Note: There is no /etc/flyer-crawler/environment file on the server. Production and test secrets are managed through Gitea CI/CD and injected at deployment time. Dev container uses local .env file. See CLAUDE.md for details.

Step 13: Test Error Tracking

You can test Bugsink is working before configuring the flyer-crawler application.

Switch to the bugsink user and open a Python shell:

sudo su - bugsink
source venv/bin/activate
bugsink-manage shell

In the Python shell, send a test message using the backend DSN from Step 11:

import sentry_sdk
sentry_sdk.init("https://YOUR_BACKEND_KEY@bugsink.yourdomain.com/1")
sentry_sdk.capture_message("Test message from Bugsink setup")
exit()

Exit back to root:

exit

Check the Bugsink UI - you should see the test message appear in the flyer-crawler-backend project.

Step 14: Test from Flyer-Crawler Application (After App Setup)

Once the flyer-crawler application has been deployed with the Sentry secrets configured in Step 12:

cd /var/www/flyer-crawler.projectium.com
npx tsx scripts/test-bugsink.ts

Check the Bugsink UI - you should see a test event appear.

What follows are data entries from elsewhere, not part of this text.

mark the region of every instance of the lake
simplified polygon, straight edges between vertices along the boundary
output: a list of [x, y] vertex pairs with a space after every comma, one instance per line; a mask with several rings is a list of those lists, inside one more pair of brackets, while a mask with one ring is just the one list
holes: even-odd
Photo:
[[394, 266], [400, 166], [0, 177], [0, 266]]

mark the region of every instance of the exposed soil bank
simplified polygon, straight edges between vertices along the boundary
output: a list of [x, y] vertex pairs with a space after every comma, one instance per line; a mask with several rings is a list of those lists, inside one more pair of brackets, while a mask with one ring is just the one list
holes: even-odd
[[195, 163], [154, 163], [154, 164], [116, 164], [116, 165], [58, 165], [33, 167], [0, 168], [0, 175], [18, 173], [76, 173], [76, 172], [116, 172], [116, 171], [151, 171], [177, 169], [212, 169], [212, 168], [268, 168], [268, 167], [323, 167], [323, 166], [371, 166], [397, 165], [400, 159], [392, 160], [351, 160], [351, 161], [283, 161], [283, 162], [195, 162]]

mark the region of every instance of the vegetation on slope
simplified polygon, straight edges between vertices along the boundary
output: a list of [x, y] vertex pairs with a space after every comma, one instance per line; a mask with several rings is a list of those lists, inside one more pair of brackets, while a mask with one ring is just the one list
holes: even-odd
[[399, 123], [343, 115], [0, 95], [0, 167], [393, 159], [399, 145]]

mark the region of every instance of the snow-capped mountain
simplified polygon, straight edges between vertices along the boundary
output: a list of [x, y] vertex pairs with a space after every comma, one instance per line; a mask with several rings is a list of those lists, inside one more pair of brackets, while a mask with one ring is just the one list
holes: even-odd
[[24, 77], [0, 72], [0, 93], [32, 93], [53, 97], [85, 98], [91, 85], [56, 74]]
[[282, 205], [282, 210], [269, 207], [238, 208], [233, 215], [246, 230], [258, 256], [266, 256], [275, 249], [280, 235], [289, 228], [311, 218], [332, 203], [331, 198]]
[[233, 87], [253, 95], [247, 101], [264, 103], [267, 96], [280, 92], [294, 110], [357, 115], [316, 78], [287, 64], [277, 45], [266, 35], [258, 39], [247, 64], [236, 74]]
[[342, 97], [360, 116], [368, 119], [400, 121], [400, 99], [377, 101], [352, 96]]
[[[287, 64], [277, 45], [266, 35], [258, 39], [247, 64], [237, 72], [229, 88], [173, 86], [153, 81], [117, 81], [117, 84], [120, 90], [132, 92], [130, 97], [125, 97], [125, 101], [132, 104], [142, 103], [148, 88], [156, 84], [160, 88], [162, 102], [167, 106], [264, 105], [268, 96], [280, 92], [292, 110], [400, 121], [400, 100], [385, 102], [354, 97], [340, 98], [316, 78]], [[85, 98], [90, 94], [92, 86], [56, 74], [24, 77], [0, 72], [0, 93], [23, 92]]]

Bugsink Maintenance Commands

Task	Command
View Gunicorn status	`sudo systemctl status gunicorn-bugsink`
View Snappea status	`sudo systemctl status snappea`
View Gunicorn logs	`sudo journalctl -u gunicorn-bugsink -f`
View Snappea logs	`sudo journalctl -u snappea -f`
Restart Bugsink	`sudo systemctl restart gunicorn-bugsink snappea`
Run management commands	`sudo su - bugsink` then `source venv/bin/activate && bugsink-manage <command>`
Upgrade Bugsink	`sudo su - bugsink && source venv/bin/activate && pip install bugsink --upgrade && exit && sudo systemctl restart gunicorn-bugsink snappea`

Logstash Log Aggregation

Logstash aggregates logs from the application and infrastructure, forwarding errors to Bugsink.

Note: Logstash integration is optional. The flyer-crawler application already sends errors directly to Bugsink via the Sentry SDK. Logstash is only needed if you want to aggregate logs from other sources (Redis, NGINX, etc.) into Bugsink.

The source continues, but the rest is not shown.